HPE is laying off at least 500 staff in a major sales re-organisation, affecting server, storage, networking and PointNext teams. Employees in this latest WorkForce Reduction (WFR) round include sales account managers, enterprise account managers and country account managers. They received notices to quit, starting October 19.
According to sources, HPE is laying off entire external sales teams in response to the Covid-19 pandemic, which has reduced the need for in-person sales calls. The company is reorganising to focus more on inside sales.
HPE declined to discuss specifics with Blocks & Files, but reminded us of the company’s May 21 announcement following a disastrous second quarter that it planned to make $1bn cost savings, which would include layoffs.
An HPE spokesperson said: “As we’ve previously announced, we are focusing our investments and realigning our workforce to critical core businesses and areas of growth that will accelerate our strategy. We are committed to making these necessary changes with empathy and transparency and ensuring impacted team members receive the support they need.

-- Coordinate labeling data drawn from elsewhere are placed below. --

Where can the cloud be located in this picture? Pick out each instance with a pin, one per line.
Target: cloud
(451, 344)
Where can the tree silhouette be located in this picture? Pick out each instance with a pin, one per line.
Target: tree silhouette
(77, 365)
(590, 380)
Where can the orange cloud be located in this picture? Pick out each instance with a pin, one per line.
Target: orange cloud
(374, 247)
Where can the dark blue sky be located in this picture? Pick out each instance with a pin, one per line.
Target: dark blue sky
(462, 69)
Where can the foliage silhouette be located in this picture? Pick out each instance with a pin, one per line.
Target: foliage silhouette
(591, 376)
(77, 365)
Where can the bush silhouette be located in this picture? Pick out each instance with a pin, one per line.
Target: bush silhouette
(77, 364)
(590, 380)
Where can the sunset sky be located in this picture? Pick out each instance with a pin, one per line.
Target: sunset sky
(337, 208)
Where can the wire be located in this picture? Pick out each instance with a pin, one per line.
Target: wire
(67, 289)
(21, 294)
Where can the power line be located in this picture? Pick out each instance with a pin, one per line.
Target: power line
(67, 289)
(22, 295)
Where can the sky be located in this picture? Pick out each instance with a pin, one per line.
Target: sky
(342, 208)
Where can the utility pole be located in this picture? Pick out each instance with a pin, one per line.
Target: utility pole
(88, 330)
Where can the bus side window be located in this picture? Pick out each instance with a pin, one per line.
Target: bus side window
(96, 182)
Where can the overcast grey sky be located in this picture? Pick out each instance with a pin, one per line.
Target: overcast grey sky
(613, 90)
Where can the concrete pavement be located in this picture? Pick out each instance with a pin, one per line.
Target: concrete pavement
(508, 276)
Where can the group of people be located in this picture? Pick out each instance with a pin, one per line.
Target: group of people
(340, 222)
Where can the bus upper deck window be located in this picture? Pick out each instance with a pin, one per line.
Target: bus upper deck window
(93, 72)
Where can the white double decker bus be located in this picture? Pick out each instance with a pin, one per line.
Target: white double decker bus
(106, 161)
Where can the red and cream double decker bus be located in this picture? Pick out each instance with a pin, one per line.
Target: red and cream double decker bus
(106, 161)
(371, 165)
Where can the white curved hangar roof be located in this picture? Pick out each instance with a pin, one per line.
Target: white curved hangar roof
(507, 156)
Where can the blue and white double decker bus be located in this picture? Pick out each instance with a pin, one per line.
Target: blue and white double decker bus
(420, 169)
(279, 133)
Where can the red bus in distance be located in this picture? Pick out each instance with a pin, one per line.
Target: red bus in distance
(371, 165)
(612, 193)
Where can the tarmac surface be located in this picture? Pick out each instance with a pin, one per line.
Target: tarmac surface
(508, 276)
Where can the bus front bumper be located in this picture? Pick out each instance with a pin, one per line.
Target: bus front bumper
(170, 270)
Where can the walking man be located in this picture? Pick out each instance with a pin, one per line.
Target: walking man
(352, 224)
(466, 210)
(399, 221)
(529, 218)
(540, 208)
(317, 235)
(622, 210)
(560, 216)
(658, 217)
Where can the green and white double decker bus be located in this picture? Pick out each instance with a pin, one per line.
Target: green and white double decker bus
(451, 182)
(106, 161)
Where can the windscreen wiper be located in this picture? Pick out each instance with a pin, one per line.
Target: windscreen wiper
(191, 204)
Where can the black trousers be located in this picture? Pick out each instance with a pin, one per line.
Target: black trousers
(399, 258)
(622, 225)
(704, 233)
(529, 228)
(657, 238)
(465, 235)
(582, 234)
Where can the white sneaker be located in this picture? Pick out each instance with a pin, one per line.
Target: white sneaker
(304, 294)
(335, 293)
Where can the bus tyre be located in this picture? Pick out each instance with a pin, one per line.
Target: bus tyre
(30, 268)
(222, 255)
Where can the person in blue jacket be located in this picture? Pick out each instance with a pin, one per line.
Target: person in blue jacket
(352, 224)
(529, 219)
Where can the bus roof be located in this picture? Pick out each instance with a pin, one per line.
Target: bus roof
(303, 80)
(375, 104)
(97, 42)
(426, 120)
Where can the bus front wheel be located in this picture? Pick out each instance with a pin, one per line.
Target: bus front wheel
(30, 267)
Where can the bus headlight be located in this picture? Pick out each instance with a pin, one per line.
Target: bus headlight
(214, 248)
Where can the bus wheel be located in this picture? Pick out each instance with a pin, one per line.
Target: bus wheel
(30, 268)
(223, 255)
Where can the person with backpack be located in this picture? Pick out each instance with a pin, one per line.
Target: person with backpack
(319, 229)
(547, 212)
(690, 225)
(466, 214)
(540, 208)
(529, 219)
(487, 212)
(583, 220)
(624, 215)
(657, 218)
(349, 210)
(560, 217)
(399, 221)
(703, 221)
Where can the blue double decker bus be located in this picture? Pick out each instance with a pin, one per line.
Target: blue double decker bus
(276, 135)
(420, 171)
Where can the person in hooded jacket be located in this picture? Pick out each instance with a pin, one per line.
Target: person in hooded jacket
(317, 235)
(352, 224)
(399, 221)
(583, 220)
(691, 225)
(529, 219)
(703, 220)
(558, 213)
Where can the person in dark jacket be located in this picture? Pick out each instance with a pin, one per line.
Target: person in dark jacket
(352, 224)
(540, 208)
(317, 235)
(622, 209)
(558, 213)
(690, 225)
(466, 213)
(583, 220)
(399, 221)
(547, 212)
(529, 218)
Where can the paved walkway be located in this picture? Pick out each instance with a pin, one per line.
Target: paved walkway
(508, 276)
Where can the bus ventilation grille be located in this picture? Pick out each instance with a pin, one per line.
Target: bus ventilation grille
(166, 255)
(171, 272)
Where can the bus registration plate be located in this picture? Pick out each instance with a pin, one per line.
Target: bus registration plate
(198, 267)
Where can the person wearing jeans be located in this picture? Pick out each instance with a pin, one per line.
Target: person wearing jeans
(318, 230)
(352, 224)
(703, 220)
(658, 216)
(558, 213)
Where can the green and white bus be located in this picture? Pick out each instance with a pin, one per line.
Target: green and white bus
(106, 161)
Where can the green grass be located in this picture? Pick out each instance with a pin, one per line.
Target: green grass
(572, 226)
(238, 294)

“These actions will enable us to become a more agile organization and advance our strategy to deliver everything as a service from edge to cloud so that we can help our customers and partners adapt to a new business environment and harness the power of their data wherever it lives.”
As-a-service
CEO Antonio Neri, in a briefing with financial analysts last week, said “across all of our businesses, we are making bold moves to drive our agility, strengthen our capabilities, simplify our processes, and enhance our execution.
“For instance, we are re-envisioning our go-to-market strategy to elevate the customer experience and accelerate our as-a-service mix, and will be making changes to these teams to provide a more seamless, holistic sales experience. Our goal is to partner with customers to help them achieve outcomes that drive their individual, unique digital transformations.”